Celestial navigation, automatic tracking of stars to determine position, is an often overlooked technology in the current age of satellite navigation systems. Nevertheless, it is one of the key alternatives immune to the vulnerabilities of GPS. Along with inertial guidance, it is employed widely in missile guidance (US’s Snark, Poseidon, Polaris, Trident, MX; China’s CSS-N-4 Mod 0, CSS-NX-4 Mod I, CSS-NX-4 Mod II), satellite attitude determination (XTE, SWAS, STEX, DS-1, WIRE), aircraft (SR-71, RC-135, B2) and spacecraft (shuttle). Star trackers, such as the Lockheed Martin AST-201 are becoming lighter, cheaper, smaller, and more precise.
China is a leader in this area and its researchers are publishing an increasing number of papers both in international and domestic journals. For example, researchers at Qinghua University’s Department of Precision Instruments and Mechanics have developed an original “4-star matching” identification algorithm for a charge-coupled device (CCD) or complementary metal oxide semiconductor (CMOS). Tests of the algorithm using an on-board database (composed of a brightness independent guide mission catalog and K-vector star pair catalog) with a CMOS active pixel sensor (APS) star tracker resulted in a 99.9% success rate in identification to acquire 3-axis attitude when the angular measurement accuracy of the tracker is at least 0.01 degrees. Researchers in the Chinese Academy of Sciences and Changchun Institute of Optics, Fine Mechanics, and Physics are looking to overcome the impracticality of CCD in small satellites and other craft, and instead are exploring the advantages of CMOS APS (no blooming, single power, low power consumption, small size, little support circuitry, simple system design, direct digital input, radiation-hard). They have developed a prototype ground-based star camera based on a STAR250 CMOS image sensor and a subpixel accuracy centroiding algorithm. The faculty of the Second Artillery Engineering College in Xian have been publishing papers on methods for determining attitude of missiles in free flight and others are examining FPGA-based submarine star tracking systems.
US GPS will continue to dominant navigation systems. However, like the personal computer’s challenge to the mainframe, ever smaller, cheaper, robust, and precise star trackers will weaken this advantage.

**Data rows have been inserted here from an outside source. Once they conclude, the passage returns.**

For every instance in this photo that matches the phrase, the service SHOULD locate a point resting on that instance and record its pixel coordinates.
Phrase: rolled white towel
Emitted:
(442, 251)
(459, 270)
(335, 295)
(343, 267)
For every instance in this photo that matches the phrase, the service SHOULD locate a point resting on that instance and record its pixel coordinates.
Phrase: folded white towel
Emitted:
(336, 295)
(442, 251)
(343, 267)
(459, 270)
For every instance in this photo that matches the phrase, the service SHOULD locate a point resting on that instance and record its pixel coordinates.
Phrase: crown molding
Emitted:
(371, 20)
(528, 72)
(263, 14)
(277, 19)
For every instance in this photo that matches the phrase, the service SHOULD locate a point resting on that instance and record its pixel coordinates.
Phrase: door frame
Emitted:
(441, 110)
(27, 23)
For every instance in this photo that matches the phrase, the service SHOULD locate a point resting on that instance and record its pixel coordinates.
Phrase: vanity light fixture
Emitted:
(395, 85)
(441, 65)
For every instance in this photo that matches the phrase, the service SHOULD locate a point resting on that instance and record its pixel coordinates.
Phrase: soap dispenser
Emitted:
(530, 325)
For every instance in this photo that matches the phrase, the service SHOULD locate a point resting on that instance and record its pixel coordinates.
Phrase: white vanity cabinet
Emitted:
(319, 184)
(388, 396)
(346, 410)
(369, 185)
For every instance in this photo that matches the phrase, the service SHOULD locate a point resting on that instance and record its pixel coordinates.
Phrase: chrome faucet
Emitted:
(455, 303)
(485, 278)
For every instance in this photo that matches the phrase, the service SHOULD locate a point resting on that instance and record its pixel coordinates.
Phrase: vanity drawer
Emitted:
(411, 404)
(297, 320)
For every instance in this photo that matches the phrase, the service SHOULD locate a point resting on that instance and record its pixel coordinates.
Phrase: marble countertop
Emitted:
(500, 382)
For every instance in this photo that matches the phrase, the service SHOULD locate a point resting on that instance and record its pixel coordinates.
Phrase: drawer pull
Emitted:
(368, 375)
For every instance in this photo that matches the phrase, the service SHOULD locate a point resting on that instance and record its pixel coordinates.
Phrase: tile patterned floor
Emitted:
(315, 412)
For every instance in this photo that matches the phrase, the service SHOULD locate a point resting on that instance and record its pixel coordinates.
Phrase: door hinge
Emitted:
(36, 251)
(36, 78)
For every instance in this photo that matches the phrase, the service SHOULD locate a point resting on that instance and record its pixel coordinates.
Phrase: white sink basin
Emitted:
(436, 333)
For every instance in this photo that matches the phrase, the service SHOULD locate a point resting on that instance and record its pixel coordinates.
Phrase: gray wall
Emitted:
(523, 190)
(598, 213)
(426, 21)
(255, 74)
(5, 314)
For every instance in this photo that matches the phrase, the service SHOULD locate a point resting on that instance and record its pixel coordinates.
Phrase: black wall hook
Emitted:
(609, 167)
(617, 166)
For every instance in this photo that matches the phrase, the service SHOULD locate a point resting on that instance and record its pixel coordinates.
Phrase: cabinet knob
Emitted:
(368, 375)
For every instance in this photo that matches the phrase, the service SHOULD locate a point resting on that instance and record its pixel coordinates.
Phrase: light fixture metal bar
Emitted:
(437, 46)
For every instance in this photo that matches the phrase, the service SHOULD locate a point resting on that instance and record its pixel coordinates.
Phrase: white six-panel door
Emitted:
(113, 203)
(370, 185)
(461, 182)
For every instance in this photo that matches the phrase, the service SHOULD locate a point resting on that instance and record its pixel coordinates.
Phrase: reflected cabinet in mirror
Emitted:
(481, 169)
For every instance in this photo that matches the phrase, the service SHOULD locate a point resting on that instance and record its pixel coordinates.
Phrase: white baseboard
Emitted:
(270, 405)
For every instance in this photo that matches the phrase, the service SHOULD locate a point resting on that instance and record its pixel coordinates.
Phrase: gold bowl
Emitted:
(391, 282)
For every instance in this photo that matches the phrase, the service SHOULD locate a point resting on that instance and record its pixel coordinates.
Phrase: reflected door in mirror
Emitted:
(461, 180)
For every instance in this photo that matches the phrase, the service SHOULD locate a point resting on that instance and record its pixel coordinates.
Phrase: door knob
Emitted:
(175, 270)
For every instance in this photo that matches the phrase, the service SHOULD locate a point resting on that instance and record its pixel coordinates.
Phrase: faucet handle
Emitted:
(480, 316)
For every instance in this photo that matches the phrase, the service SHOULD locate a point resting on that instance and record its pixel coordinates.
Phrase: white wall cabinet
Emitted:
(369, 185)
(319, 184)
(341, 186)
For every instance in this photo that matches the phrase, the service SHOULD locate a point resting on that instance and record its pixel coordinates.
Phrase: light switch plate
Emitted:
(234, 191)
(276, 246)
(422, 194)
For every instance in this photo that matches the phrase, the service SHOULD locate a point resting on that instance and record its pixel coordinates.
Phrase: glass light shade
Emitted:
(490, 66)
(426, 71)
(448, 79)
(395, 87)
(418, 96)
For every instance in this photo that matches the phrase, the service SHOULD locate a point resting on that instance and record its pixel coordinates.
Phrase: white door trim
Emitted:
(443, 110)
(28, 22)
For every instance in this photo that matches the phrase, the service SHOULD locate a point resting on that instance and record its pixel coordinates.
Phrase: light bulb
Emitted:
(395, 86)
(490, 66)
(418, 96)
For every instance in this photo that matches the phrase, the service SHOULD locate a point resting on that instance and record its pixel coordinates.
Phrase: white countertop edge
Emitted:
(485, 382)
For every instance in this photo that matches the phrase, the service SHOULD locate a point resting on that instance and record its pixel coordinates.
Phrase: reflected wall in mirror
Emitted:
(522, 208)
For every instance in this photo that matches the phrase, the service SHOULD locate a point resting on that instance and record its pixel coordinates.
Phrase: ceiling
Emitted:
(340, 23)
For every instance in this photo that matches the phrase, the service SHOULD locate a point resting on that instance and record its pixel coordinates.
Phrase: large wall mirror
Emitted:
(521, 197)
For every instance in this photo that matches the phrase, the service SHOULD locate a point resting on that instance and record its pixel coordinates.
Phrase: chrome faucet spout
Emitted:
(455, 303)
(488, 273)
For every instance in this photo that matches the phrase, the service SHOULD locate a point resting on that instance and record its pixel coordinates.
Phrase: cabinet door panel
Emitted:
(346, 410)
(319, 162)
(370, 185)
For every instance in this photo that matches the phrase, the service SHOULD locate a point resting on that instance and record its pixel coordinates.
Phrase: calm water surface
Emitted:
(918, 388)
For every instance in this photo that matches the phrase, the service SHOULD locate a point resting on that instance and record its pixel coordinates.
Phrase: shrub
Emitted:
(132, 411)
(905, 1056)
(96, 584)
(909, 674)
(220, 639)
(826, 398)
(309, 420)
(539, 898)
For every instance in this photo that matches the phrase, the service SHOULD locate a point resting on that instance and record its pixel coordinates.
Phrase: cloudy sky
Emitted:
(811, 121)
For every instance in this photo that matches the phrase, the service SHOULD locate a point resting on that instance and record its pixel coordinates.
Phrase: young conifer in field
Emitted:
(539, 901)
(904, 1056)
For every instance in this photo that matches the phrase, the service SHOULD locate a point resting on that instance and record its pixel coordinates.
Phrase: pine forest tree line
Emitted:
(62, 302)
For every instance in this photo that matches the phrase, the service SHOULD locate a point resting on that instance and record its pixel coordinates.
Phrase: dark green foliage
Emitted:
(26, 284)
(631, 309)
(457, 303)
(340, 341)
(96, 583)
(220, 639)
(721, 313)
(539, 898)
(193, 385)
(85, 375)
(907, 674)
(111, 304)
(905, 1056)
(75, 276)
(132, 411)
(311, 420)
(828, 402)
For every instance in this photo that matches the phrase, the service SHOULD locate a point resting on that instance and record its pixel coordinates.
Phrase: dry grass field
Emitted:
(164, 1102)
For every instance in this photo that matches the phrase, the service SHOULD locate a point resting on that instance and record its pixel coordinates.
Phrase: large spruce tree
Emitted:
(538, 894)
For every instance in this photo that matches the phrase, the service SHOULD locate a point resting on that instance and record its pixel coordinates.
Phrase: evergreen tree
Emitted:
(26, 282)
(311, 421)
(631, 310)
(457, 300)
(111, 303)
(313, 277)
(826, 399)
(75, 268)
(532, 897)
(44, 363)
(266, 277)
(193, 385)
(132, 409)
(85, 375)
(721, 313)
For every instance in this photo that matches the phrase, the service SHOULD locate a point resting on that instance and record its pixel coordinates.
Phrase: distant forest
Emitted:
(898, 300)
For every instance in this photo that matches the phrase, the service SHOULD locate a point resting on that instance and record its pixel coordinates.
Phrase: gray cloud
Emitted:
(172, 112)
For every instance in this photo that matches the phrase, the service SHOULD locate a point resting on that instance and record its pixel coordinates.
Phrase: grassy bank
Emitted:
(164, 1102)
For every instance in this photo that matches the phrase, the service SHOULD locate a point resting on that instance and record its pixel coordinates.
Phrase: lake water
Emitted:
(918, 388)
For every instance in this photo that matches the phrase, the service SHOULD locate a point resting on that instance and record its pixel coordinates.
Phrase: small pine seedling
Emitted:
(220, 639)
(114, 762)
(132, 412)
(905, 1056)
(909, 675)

As celestial navigation technology becomes more widely available and creatively applied in more platforms, it has the potential to become a cheap and reliable means of determining position, especially on ground systems, as the “poor man’s GPS.” This will weaken the US’s tactical advantage in both the battlefield and the marketplace. China, as a developer and manufacturer of such systems, stands to benefit greatly especially in sales to third world countries.